Misni mengungkapkan, proses penunjukan berawal dari pengajuan Pemprov Kepri kepada Kejaksaan Agung. Setelah melalui tahapan tersebut, M. Mukharom kemudian ditugaskan untuk mengisi posisi strategis di Biro Hukum.
Pengalaman panjang M. Mukharom di bidang hukum menjadi pertimbangan utama. Ia dinilai memiliki kapasitas untuk memperkuat fungsi Biro Hukum yang selama ini menjadi garda depan dalam memberikan pertimbangan hukum bagi kebijakan pemerintah daerah.
"Kekuatan baru. Karena Pak Mukharom kita anggap memiliki kompetensi yang mumpuni di bidang hukum," ujar Misni, Senin (3/8/2026).
Sekda menambahkan, kehadiran M. Mukharom diharapkan mampu memberikan pendampingan yang lebih intensif. Ia tidak hanya akan mengawal produk hukum daerah, tetapi juga memperkuat pemahaman hukum di internal perangkat daerah.
"Nantinya beliau akan memberikan pemahaman dan pendampingan terhadap tugas-tugas di Biro Hukum," kata Misni.

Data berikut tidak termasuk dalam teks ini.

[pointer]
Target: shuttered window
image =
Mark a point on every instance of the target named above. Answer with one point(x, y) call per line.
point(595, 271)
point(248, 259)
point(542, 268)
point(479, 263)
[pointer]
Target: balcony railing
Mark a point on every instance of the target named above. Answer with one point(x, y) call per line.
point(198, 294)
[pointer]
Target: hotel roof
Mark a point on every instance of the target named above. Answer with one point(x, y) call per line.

Penugasan ini juga dibenarkan oleh Asisten Intelijen (Asintel) Kejati Kepri, Yovandi Yazid. Ia memastikan seluruh proses telah berjalan sesuai aturan yang berlaku di lingkungan kejaksaan.
Yovandi menjelaskan, sebelum ditugaskan ke Pemprov Kepri, M. Mukharom lebih dulu mendapatkan promosi jabatan di lingkungan Kejaksaan Agung pada bidang militer. Proses seleksinya pun tidak main-main karena melalui tahapan asesmen yang ketat.

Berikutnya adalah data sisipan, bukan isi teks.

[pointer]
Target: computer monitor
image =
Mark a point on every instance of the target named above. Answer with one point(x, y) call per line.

"Prosesnya melalui mekanisme yang berlaku, termasuk asesmen, dan yang bersangkutan dinyatakan lulus. Dalam waktu dekat kemungkinan akan segera bertugas di Pemprov Kepri, sementara masih berstatus Plt," ungkap Yovandi.
Meski berstatus pelaksana tugas, M. Mukharom memiliki peran yang krusial. Ia akan bertanggung jawab langsung dalam menyusun produk hukum daerah, mulai dari rancangan peraturan daerah (raperda) hingga keputusan gubernur.

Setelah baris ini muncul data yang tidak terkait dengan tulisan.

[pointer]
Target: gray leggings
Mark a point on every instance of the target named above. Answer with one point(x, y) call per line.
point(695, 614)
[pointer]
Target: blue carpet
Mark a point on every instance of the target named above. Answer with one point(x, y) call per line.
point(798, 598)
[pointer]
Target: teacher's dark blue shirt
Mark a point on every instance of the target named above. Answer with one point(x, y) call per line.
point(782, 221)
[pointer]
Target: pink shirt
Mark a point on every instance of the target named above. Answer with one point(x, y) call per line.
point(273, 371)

Kolaborasi antara jaksa dan pemerintah daerah seperti ini bukan hal baru. Sinergi tersebut dinilai efektif untuk memastikan setiap kebijakan yang dikeluarkan tidak bertentangan dengan peraturan perundang-undangan yang berlaku.
Penugasan ini menjadi sinyal positif bagi penguatan tata kelola pemerintahan di Kepulauan Riau. Dengan latar belakangnya di bidang tindak pidana khusus, M. Mukharom diharapkan dapat memberikan perspektif baru dalam pencegahan korupsi dan penyimpangan anggaran di lingkungan Pemprov.
Ke depannya, publik menantikan gebrakan apa yang akan dilakukan M. Mukharom dalam menjalankan tugas barunya sebagai Plt Kepala Biro Hukum. Yang jelas, kehadirannya menjadi titik awal bagi penguatan kepastian hukum di daerah.